The U.S. franchise sector employs roughly 8 million people across more than 790,000 locations, spanning fast food, fitness, home services, real estate, automotive, hospitality, and professional services. For the workers and the legal system, the defining question is who the employer is: the individual franchisee operating the location, or the franchisor behind the brand. That question is the single most consequential issue in franchise HR, and the answer has shifted several times in the past decade as the National Labor Relations Board and the courts have moved between narrower and broader joint-employer tests.
How Franchise Employment Typically Works In the standard franchise arrangement, the franchisee signs a franchise agreement with the franchisor that licenses the brand, operating system, and products. The franchisee operates the location as an independent business, hires and manages employees, handles payroll , sets schedules, and bears operational risk. The franchisor provides training, marketing, supply chain, and standards enforcement but generally does not directly employ the franchisee's workers.
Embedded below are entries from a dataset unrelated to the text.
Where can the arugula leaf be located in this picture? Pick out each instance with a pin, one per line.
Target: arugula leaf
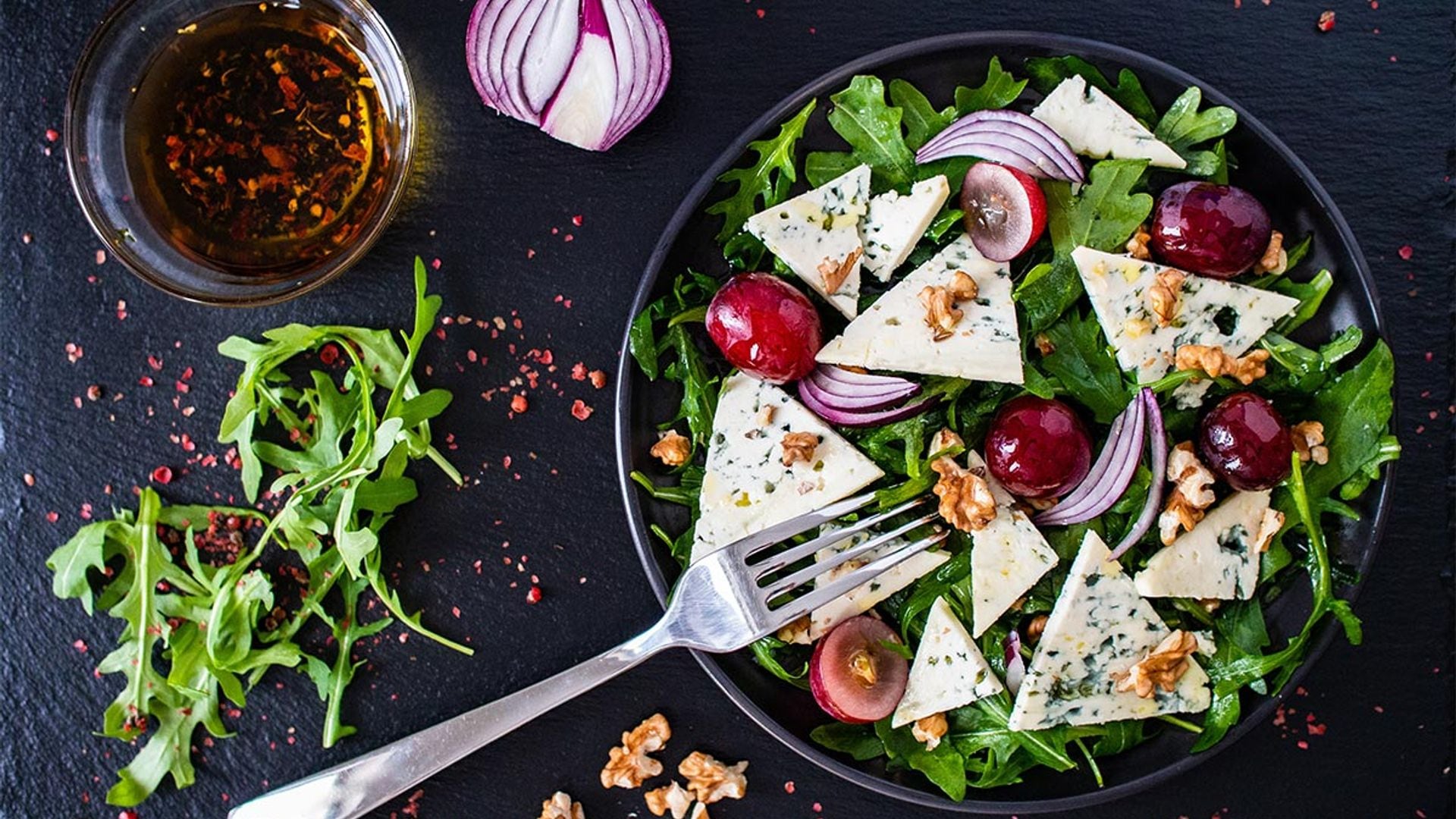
(921, 118)
(762, 186)
(1183, 127)
(1049, 72)
(999, 91)
(873, 130)
(1082, 363)
(861, 742)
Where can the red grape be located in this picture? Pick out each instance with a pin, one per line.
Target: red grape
(764, 327)
(854, 676)
(1245, 442)
(1210, 229)
(1037, 447)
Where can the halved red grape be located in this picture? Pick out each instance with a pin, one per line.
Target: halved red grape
(854, 676)
(1037, 447)
(1210, 229)
(1005, 210)
(764, 327)
(1245, 442)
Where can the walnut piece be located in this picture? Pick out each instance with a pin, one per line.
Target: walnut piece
(561, 806)
(1274, 259)
(629, 765)
(965, 497)
(672, 449)
(669, 799)
(1213, 360)
(711, 780)
(929, 730)
(1138, 245)
(1191, 493)
(1165, 297)
(1161, 668)
(835, 273)
(799, 447)
(1310, 442)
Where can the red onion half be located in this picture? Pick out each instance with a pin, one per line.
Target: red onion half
(585, 72)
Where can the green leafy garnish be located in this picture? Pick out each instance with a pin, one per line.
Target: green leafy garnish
(762, 186)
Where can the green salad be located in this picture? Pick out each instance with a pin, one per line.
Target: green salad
(1043, 306)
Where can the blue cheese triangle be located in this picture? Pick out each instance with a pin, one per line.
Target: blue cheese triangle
(871, 594)
(948, 670)
(1008, 557)
(1095, 126)
(747, 487)
(1119, 289)
(1098, 630)
(894, 224)
(819, 231)
(893, 334)
(1219, 558)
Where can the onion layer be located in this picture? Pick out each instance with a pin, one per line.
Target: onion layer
(585, 72)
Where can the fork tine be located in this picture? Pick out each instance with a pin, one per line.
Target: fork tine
(852, 580)
(845, 556)
(807, 548)
(780, 532)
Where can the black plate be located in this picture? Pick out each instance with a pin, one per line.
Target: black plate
(1298, 205)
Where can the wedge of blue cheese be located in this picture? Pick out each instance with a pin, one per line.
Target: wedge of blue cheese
(817, 232)
(871, 594)
(1210, 312)
(747, 487)
(1095, 126)
(948, 670)
(894, 223)
(1008, 557)
(1219, 558)
(893, 334)
(1097, 632)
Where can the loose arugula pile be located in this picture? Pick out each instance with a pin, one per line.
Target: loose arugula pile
(204, 617)
(883, 126)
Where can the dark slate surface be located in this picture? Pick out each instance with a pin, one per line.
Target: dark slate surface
(1367, 105)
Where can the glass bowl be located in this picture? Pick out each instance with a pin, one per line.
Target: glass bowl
(96, 108)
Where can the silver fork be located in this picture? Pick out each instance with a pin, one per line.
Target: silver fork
(720, 604)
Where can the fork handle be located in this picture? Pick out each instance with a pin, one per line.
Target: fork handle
(367, 781)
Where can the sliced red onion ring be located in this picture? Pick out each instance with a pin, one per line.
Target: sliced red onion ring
(1008, 137)
(1015, 667)
(585, 72)
(1109, 487)
(1155, 490)
(856, 413)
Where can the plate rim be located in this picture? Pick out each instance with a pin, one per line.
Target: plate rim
(688, 207)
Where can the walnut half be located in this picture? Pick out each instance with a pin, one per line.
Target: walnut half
(711, 780)
(629, 765)
(561, 806)
(1161, 668)
(965, 499)
(1213, 360)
The franchisee is the employer for most purposes: W-2, Form 941 , FICA deposits, workers' compensation, unemployment insurance, and state wage and hour compliance. The franchisor is not listed as the employer on any of those forms and typically doesn't carry the direct tax or wage liability.
The Joint-Employer Question Joint-employer status arises when a franchisor exercises enough control over franchisee employees that courts or agencies treat the franchisor as a co-employer for specific purposes. The current federal test (as of 2026, after several regulatory swings) generally requires direct and immediate control over essential terms of employment: wages, hours, discipline, hiring, and termination.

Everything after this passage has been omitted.